# Just saved €350 on house & contents insurance....



## oysterman (18 Feb 2005)

*Just saved €350 on house & contents insurance....*

What follows is neither rocket science nor is it new on AAM but thought it might be worthwhile as a reminder in any case:-

Moved house about a year ago and in the rush took EBS house & contents insurance (I know, I know.....). Renewed late 2004 - it had fallen to c.€750 so I did nothing and inertia renewed.

In the last couple of weeks have been in the process of moving mortgage to nib's excellent ECB+0.79% tracker (but that's a story for another day) and the manager in nib said she could get me an unbeatable price on insurance.

Before going into her I clicked onto www.123.ie and got a quote - with Allianz (as was my EBS "brokered" policy) for higher rebuild cost than my existing policy (on the advice of the surveyor).

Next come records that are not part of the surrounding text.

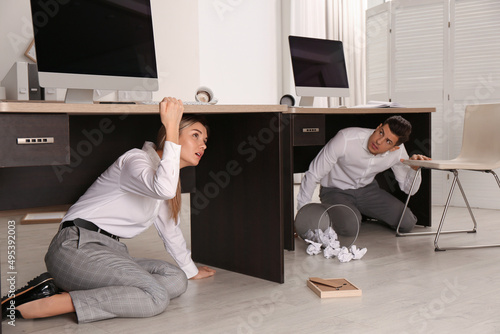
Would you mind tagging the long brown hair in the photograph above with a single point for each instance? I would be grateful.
(187, 120)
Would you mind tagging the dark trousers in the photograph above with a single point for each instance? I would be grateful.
(371, 201)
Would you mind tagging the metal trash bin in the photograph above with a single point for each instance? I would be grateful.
(340, 217)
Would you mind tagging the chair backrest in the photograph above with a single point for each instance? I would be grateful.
(481, 136)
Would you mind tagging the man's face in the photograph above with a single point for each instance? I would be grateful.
(382, 140)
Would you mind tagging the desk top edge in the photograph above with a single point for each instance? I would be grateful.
(97, 108)
(294, 110)
(106, 109)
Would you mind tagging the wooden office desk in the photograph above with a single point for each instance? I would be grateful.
(242, 197)
(236, 209)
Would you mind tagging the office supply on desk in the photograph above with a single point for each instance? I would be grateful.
(187, 103)
(380, 104)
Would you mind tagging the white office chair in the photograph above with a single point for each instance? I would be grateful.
(480, 152)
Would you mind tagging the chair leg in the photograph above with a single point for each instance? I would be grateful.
(438, 232)
(455, 181)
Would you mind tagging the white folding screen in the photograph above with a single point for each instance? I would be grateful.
(443, 54)
(378, 48)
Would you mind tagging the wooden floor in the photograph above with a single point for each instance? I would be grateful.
(407, 287)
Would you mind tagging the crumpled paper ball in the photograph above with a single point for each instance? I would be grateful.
(328, 240)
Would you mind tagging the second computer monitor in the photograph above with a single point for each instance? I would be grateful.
(319, 68)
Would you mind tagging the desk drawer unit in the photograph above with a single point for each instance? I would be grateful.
(34, 140)
(308, 130)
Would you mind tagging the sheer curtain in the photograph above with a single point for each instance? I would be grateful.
(342, 20)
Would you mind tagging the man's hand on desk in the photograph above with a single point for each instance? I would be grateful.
(417, 157)
(204, 272)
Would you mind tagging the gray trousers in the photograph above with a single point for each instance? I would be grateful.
(104, 281)
(371, 201)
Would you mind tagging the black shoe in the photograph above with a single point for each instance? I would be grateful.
(40, 287)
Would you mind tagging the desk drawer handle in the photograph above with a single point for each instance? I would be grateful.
(35, 140)
(310, 129)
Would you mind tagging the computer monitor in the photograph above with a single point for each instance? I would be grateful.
(83, 45)
(318, 68)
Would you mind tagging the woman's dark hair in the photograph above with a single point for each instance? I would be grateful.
(400, 127)
(187, 120)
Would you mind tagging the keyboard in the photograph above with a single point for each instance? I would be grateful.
(186, 103)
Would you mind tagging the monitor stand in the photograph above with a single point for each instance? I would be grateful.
(306, 101)
(74, 95)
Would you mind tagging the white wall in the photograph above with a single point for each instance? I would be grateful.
(16, 33)
(231, 46)
(240, 50)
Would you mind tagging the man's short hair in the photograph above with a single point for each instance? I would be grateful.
(400, 127)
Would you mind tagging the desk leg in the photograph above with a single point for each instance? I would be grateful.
(236, 211)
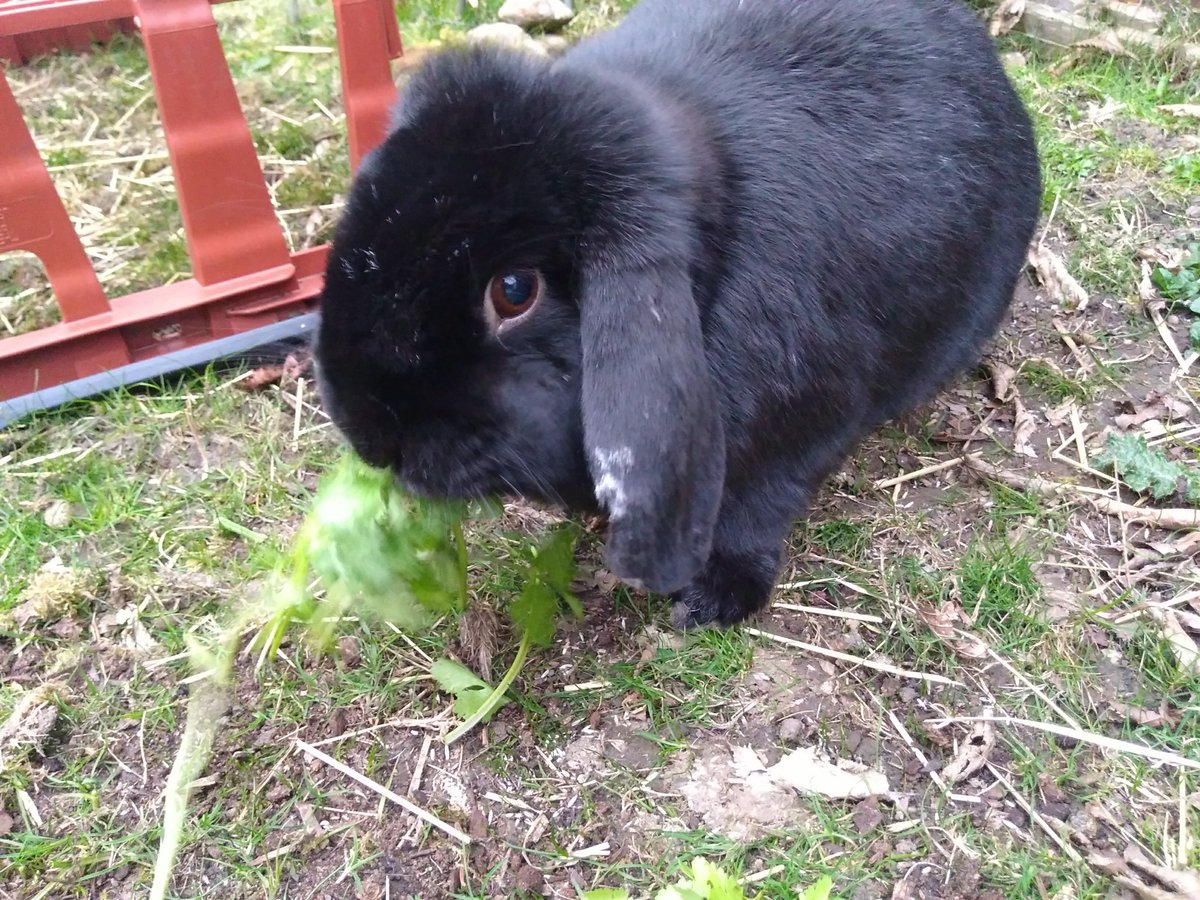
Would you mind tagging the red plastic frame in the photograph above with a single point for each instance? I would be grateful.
(244, 276)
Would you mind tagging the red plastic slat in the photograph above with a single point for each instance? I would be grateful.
(244, 275)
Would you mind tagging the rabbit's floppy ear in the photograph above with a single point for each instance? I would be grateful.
(651, 419)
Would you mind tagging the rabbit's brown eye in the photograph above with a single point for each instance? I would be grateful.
(514, 293)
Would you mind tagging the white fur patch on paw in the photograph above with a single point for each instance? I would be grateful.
(611, 467)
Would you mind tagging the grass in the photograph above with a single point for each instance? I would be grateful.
(149, 474)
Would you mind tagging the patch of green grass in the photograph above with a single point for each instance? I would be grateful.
(683, 688)
(1055, 384)
(840, 538)
(999, 592)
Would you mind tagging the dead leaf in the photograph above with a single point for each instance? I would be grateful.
(1182, 109)
(1002, 378)
(941, 622)
(1057, 281)
(49, 595)
(126, 623)
(57, 515)
(972, 755)
(1006, 17)
(1107, 41)
(259, 378)
(1155, 406)
(30, 721)
(1024, 427)
(1140, 715)
(1187, 654)
(1057, 417)
(867, 816)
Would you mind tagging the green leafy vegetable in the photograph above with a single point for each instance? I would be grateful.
(1181, 288)
(377, 552)
(469, 690)
(707, 881)
(1149, 471)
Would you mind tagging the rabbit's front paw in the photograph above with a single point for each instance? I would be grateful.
(729, 589)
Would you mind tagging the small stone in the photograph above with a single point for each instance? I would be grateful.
(337, 724)
(555, 45)
(1056, 810)
(546, 15)
(477, 825)
(791, 731)
(1134, 16)
(529, 879)
(867, 816)
(1056, 27)
(503, 34)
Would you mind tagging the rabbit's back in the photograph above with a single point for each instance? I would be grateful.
(877, 187)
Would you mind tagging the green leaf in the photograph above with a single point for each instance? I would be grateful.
(240, 529)
(382, 552)
(1147, 471)
(468, 689)
(534, 612)
(707, 882)
(820, 891)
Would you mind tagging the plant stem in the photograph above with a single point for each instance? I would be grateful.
(209, 701)
(496, 696)
(460, 543)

Came out at just over €400.

Woman in nib simply couldn't believe it - she was going straight home to move to 123.ie. Apparently Allianz (which is sold by nib) won't give a discount to nib employees because they say that they've knocked down the pricing on nib policies to the bone......

I didn't ever really believe the extent of the rip-off on insurance sold by mortgage providers.

Free money, if you ask me.


----------



## Dr Moriarty (18 Feb 2005)

Nice move, oysterman, did something similar myself recently.

The saving should be spent on a personal treat - say, a nice meal out with a good bottle of wine, so you can raise your glasses in celebration of your former insurance provider's loss?


----------



## oysterman (18 Feb 2005)

Good Doc,

You've prompted a thought....

With all the money that dedicated followers of this site save, do any of us ever do anything really useful with it? I say this because I'm sitting here importing music into my iPod - I'm already way ahead of you, having already spent my windfall on more electronic gadgetery that I don't need in the slightest.

Dinner out? Now there's a good idea - particularly because it'll push me into the red on the whole insurance "saving" transaction....


----------



## fatherdougalmaguire (18 Feb 2005)

I did this too (switched from default mortgage provider house insurance to a 3rd party insurer) and saved. We rang BOI to see if they wanted to keep our customer but the nice lady on the phone didn't even entertain us with a competing quote. Nice to know the banks must be making enough money to turn customers away like that.


----------



## diyguyjoe (18 Feb 2005)

Seems 123.ie are offering pretty good deals at the moment. We also reduced our cost from about 850 to 620 by going to 123.ie.
Both the old and new policies were Allianz, the old one was via a broker. I asked if they could match it but they couldn't/wouldn't.


----------



## techman29 (18 Feb 2005)

Try FBD as well.

Just as competitive as 123.ie


----------



## sinead76 (18 Feb 2005)

*house insurance*

I got a call from a broker offering me insurance for 3 hundred and something (15 or 50 - i kind of got a shock at the 300 bit)
Dug out the documentation and found that we are currently paying €591 (for 11 months) with mortgage provider FA :rolleyes 
Meant to change long ago but put it on the long finger and its nearly due for renewal now so I might hold on and see what next years premium is and say, ummmm NO!


----------



## Sleppeah (22 Feb 2005)

*Re: house insurance*

Same here - had a Allianz (via EBS) policy for 650 odd, and switched to a Allianz (via 123.ie) for 350 odd.


----------



## sullynew (22 Feb 2005)

*Go to allianz online and get a further €40 discount*

If you go to allianzdirect online  you will get it even cheaper with the extra discount available and if you have another policy with them they will give up to another €40 discount on home insurance. Ie i have a car insurance policy with them also. Ps try different values cos amazingly sometimes higher buildings and contents amounts can be cheaper.


----------